As noted, a vehicle is the worst place to be in during a tornado, but if the heroes are caught in one, it protects its occupants as Combat armor for a number of seconds equivalent to its weight in tons divided by i (round off), thus reducing the damage somewhat. Atmospheric craft instead divide weight by 3i due to their light construction.
If use of the EF scale is desired to help describe the tornado, throw 2D: 2+ = EF0, 6+ = EF1 10+ = EF2, 11 = EF3; 12 = EF4. If a natural 12 results, throw again. If 12 again results, the storm is the dreaded EF5. DMs: +1 if Atmosphere 8+. Note that the vast majority of tornadoes are EF0-1.
Forecasting a Tornado
Predicting tornadic weather is an inexact science at best. The storms are completely unpredictable; they may not appear even when conditions favor their development, and may form even when conditions don’t warrant it. They may not necessarily move in a predictable fashion: they’ve been known to stand still, make abrupt turns, and even backtrack. And they can appear and disappear with disturbing suddenness.
Still, to save lives, science endeavors to understand them. Again, the best way to survive a tornado is not to be near one in the first place. The key to accomplishing this is earlier prediction. Meteorologists have long focused their efforts on lengthening the time between a prediction of a tornado and its manifestation. Imperial science has helped; tornadoes can be predicted on worlds prone to them with high accuracy and long prep times. The tools used to do so haven’t changed, only the technology behind them.
“I Happen to Know Something About Tornadoes”
PCs with certain skills and backgrounds can be very useful in an adventure or campaign featuring tornadoes. They typically will have received some measure of training involving the study, prediction or survival of tornadic weather.

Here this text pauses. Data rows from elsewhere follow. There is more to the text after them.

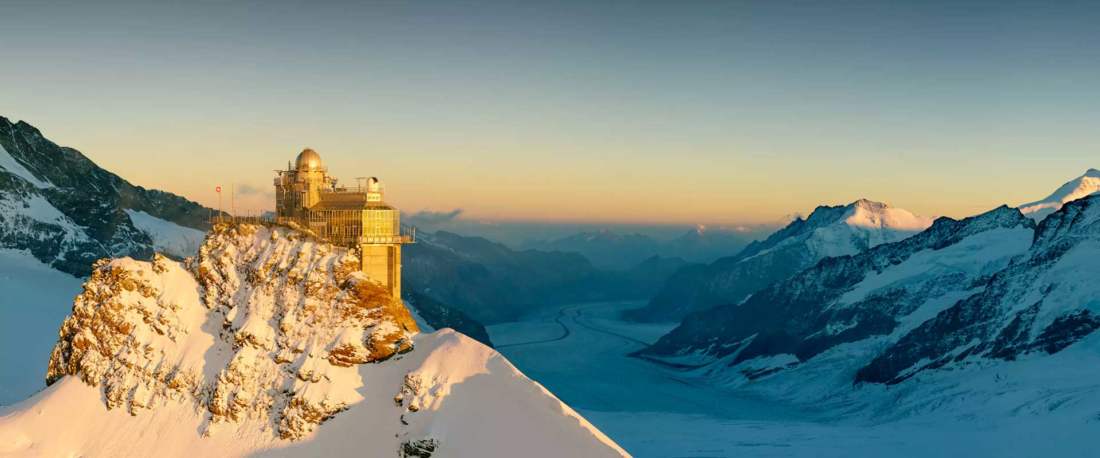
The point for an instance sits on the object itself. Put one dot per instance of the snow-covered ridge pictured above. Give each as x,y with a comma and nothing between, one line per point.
263,324
9,163
167,237
1082,186
252,344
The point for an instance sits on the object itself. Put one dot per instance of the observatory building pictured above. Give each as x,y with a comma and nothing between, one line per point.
358,218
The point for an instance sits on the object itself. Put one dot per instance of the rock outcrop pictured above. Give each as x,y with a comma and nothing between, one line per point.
264,324
67,211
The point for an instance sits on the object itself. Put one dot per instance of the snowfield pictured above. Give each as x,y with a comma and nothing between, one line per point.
472,401
34,300
167,237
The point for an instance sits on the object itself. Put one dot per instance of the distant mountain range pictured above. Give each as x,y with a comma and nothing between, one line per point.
987,317
67,211
608,249
1085,185
827,231
494,283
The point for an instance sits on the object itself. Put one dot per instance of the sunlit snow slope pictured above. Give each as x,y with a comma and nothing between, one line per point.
1081,186
270,341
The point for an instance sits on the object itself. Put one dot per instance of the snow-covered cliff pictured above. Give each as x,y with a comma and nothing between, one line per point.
260,341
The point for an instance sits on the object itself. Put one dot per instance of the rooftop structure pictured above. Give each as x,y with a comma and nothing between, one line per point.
359,217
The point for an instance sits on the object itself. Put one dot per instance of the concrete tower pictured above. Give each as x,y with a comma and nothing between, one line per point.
356,218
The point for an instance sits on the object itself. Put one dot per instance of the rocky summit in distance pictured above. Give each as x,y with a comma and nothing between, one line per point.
827,231
1041,304
67,211
271,341
882,291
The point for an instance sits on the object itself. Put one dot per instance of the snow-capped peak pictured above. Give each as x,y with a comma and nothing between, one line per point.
1082,186
253,344
869,214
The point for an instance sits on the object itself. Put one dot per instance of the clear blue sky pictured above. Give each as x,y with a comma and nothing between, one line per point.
715,112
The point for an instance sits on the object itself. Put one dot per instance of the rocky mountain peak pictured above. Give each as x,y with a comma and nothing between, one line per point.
264,323
67,211
1082,186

PCs hailing from words with tornadic weather will be familiar with the proper safety techniques. They can advise other heroes on how to take cover from the storms, signs that show if one is imminent, and whether an intended survival action is a good idea. As noted before, primitives still attuned to nature can often sense innately if tornadoes are likely to develop.

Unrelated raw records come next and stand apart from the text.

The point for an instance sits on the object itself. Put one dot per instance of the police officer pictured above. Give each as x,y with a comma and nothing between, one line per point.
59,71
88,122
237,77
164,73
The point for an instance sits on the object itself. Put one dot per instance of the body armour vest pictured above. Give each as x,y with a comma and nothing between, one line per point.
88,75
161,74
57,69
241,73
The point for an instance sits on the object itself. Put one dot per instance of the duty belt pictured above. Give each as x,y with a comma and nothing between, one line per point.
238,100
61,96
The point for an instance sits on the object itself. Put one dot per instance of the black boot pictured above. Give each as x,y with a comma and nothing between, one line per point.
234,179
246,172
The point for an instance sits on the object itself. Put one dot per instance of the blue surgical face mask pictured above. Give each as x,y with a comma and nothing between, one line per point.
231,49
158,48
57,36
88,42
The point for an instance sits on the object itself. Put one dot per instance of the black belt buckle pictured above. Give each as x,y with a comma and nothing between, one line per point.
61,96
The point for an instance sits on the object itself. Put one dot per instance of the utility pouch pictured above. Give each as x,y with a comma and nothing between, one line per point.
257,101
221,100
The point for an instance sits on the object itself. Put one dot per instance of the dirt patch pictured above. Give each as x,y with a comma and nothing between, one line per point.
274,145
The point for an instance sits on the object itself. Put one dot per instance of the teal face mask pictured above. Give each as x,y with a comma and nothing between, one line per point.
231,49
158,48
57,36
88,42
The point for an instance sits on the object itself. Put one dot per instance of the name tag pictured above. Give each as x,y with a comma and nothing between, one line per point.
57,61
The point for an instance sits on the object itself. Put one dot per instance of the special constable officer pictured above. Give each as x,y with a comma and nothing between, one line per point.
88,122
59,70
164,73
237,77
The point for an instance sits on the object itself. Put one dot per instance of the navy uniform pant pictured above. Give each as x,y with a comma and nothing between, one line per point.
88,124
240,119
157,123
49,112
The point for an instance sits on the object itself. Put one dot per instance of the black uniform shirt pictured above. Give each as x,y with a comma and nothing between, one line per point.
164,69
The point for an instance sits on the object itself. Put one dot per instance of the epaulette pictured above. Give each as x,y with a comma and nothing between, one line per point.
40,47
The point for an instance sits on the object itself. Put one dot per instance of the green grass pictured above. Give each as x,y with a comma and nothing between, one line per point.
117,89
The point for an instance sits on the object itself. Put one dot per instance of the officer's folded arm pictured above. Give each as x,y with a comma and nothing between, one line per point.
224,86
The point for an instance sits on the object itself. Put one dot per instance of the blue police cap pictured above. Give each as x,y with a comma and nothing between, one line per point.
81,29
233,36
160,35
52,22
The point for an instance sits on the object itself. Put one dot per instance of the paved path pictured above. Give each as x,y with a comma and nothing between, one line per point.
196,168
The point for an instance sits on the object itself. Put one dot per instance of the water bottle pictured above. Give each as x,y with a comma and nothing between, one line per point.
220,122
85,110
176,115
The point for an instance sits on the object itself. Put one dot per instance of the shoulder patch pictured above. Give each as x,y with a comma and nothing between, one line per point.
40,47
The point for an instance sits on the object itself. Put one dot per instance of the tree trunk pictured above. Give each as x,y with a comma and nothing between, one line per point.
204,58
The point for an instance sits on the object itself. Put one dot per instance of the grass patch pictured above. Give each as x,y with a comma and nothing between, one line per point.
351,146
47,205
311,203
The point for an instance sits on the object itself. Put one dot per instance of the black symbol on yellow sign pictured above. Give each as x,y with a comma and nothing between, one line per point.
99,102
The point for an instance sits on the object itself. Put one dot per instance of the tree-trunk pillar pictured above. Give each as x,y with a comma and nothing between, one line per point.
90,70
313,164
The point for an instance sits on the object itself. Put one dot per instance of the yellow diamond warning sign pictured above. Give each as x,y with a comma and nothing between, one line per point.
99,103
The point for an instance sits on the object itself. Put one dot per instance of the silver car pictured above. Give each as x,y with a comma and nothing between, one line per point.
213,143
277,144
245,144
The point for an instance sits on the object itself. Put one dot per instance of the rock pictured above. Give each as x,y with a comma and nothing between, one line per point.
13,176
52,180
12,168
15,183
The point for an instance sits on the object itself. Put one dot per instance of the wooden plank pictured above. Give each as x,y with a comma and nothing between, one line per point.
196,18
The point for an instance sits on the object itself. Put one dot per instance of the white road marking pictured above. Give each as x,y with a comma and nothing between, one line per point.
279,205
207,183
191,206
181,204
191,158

Scouts receive a broad meteorological overview as part of their planetology and survey studies. Scientists certainly have the option of specializing in atmospheric mechanics or meteorology. A subset of scientists gets up close to the storms and attempt to insert remote sensing devices but many such “storm chasers” are motivated more from the adrenaline rush than pure science.
Two skills can dovetail with tornado knowledge. Pilot skill must have knowledge of wind shear and atmospheric conditions favorable to safe flights, and any PC with Survival skill has at least some knowledge of tornado safety and avoidance.
A Tornado’s Impact on the Game
The appearance of a tornado in an adventure can serve many purposes: as a random or background encounter; as an unthinking, unfeeling adversary; as a spur to adventure; as a device to provide clues; or even as a deus ex machina should the heroes find themselves in over their heads. Regardless of how the referee uses a tornado, the result should be to enhance the adventure, not derail or destroy it.
- THOR (Tornado Haven Optimally Restrained)
- (TL10) Cr10,000. This is a higher-tech expression of a safe room. It uses gravitics technology to keep itself anchored to the enclosing structure’s foundation and deflect flying debris. Its armor is equivalent to Combat for any debris that does get through.
- Tornado Reconnaissance Drone
- (TL9) Cr89,500. A remotely-piloted, lifting-body robot designed to enter a tornado funnel (a maneuver called “punching the core”) and take readings and measurements. Basic remote control range is 5 kilometers. Some models have wireless communication systems that allow them to be controlled at longer ranges, even from orbit. At Tech Level B+ low-level AI takes the place of remote control in some models. Against debris damage, its armor is equivalent to Cloth. Weighs 400kg.